Business leaders and industry experts have called on the Chancellor to cut taxes further and bring in fresh concessions to help revive the fortunes of the North Sea sector.
Aberdeen & Grampian Chamber of Commerce said tax reform was vital to lengthen the lifespan of the industry, which has come under intense pressure from the slump in oil prices and rising costs, leading to thousands of job losses.
In a letter to George Osborne, the Chamber urges the Treasury to take definitive action in Wednesday’s Budget and follow through on previous promises. It proposes a permanent reduction in the headline rate of tax, achieved by reducing the supplementary charge and petroleum revenue tax immediately by a minimum of 10 percentage points.
Chamber bosses also point to the severe impact that the low oil price is having across all sectors of the North-east economy, with a 15 per cent decrease in hotel occupancy rates and housing sales down by 14 per cent in the past 12 months.
James Bream, research and policy director at the Chamber, said: “We are a frontier basin, we believe we have the world’s best supply chain and the government must ensure we have the world’s most competitive tax regime.

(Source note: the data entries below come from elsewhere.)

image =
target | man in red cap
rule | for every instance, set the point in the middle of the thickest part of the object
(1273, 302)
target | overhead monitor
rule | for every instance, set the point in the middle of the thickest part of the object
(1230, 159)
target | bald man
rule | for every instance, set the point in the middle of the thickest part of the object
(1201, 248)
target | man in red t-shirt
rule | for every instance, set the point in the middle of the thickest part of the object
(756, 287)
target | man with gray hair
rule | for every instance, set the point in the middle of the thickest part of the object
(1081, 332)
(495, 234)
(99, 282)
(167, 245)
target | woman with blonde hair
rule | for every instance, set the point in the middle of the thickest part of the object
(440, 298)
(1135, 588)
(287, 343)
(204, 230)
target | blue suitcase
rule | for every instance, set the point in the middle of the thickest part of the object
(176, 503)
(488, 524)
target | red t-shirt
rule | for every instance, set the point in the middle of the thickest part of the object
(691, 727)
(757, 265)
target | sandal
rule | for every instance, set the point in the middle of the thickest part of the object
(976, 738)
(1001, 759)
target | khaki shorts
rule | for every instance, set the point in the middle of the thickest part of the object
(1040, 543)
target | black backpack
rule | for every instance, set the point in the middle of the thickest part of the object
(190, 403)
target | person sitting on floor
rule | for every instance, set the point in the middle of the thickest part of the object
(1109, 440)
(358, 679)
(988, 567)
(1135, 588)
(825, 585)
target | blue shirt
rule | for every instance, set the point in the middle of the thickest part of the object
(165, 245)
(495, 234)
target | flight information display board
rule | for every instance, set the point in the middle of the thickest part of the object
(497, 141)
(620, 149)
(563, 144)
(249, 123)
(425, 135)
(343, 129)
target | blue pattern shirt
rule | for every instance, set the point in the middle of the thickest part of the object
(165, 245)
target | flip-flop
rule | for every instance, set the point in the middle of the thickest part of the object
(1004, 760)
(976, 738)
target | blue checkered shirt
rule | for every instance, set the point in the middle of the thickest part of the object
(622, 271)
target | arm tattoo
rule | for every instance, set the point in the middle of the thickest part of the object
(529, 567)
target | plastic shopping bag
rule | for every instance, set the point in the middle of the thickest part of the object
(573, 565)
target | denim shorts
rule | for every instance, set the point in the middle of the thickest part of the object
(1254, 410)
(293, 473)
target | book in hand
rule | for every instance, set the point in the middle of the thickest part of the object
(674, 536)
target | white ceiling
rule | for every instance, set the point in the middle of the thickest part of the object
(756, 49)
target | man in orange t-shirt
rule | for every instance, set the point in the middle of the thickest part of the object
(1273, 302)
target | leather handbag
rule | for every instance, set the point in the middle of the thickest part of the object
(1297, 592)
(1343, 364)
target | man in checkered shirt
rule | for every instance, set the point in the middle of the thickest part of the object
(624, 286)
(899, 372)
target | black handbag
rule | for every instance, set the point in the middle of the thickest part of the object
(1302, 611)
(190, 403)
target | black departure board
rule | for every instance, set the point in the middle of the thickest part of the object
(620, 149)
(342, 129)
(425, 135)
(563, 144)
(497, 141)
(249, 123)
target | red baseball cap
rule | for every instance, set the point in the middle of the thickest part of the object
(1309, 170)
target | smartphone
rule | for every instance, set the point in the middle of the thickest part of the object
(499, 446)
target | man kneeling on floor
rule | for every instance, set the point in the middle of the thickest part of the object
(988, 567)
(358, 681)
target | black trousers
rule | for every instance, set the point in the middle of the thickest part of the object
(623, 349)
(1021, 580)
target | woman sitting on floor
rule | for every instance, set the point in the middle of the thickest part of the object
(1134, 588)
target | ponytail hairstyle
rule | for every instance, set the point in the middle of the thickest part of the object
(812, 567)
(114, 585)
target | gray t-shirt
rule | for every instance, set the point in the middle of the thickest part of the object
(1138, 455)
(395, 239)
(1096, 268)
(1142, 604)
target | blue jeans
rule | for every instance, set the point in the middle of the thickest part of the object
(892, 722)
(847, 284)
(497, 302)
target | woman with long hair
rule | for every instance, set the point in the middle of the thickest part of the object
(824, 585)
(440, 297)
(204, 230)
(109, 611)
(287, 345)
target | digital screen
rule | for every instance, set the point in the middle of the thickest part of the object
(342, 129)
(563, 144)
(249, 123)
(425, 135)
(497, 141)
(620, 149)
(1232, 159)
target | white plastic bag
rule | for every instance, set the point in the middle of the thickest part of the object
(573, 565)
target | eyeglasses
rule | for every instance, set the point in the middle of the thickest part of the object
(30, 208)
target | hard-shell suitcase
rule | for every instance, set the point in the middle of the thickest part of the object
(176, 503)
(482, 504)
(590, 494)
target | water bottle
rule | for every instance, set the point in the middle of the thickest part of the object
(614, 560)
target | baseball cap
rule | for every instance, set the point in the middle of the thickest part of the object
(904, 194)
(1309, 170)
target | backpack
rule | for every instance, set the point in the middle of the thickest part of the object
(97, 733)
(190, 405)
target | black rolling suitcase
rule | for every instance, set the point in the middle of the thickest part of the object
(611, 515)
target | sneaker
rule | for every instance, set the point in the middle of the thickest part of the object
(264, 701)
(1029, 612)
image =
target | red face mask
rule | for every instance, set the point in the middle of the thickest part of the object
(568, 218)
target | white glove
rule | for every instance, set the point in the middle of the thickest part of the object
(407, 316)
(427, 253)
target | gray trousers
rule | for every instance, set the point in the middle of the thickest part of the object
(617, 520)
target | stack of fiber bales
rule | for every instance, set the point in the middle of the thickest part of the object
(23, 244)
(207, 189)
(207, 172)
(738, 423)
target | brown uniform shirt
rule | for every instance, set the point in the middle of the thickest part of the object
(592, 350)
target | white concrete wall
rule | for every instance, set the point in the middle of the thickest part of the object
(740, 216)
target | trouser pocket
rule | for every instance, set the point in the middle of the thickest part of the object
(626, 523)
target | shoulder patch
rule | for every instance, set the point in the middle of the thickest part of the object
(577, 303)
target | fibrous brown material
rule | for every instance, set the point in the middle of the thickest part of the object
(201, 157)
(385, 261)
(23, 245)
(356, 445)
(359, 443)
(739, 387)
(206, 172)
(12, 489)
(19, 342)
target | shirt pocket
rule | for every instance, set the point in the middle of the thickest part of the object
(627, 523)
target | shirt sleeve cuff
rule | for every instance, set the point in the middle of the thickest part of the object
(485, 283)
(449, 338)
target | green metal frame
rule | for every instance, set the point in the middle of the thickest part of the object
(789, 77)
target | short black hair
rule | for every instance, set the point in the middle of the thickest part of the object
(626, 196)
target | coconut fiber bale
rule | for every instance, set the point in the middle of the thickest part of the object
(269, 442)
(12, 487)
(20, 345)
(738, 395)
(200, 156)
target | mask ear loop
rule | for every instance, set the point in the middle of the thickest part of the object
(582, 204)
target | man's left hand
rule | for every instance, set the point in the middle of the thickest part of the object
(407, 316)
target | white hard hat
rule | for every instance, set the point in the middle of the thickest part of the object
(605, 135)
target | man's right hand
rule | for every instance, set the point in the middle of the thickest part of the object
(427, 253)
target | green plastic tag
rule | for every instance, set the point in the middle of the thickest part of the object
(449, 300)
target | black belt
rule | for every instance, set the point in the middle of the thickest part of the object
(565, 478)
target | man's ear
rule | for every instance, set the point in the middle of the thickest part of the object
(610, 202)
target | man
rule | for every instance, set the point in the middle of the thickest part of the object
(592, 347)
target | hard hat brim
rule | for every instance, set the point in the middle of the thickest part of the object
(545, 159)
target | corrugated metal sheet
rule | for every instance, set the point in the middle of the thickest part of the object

“Change may not have an immediate impact but will be a signal of support and demonstrate an effort to increase investor confidence.
“The alternative is to do nothing which will have an equal and opposite impact on that confidence.”
The plea came as oil and gas experts at legal firm Pinsent Masons called for a comprehensive package of concessions to be unveiled by the Chancellor amid “unprecedented volatility in global oil prices”.
Measures including a reduction of corporation tax to bring the North Sea in line with wider UK industry have been mooted to ease the pressure on businesses grappling with a continued low oil price.
Osborne is under mounting pressure to unveil additional fiscal measures after the move to cut petroleum revenue tax, reduce the supplementary charge and launch a £20 million seismic survey fund during last year’s Budget were seen by many as inadequate. However, the Chancellor has already warned of deeper cuts to public spending amid a weakening of the economy.
Head of energy at Pinsent Masons, Bob Ruddiman, said: “Leaving aside the fact that many in the industry thought this package was woefully inadequate when crude was $60 a barrel, we are now in $30 a barrel territory.
“Without further concessions the UK faces a flight of capital, skills and technology which will not return. There is also a risk that the UK misses the opportunity to incentivise investment, and in so doing give rise to a golden era for export of UK technology and knowhow.
“That would be a loss not just to the UK economy and Exchequer, but to the world’s oil producing regions.”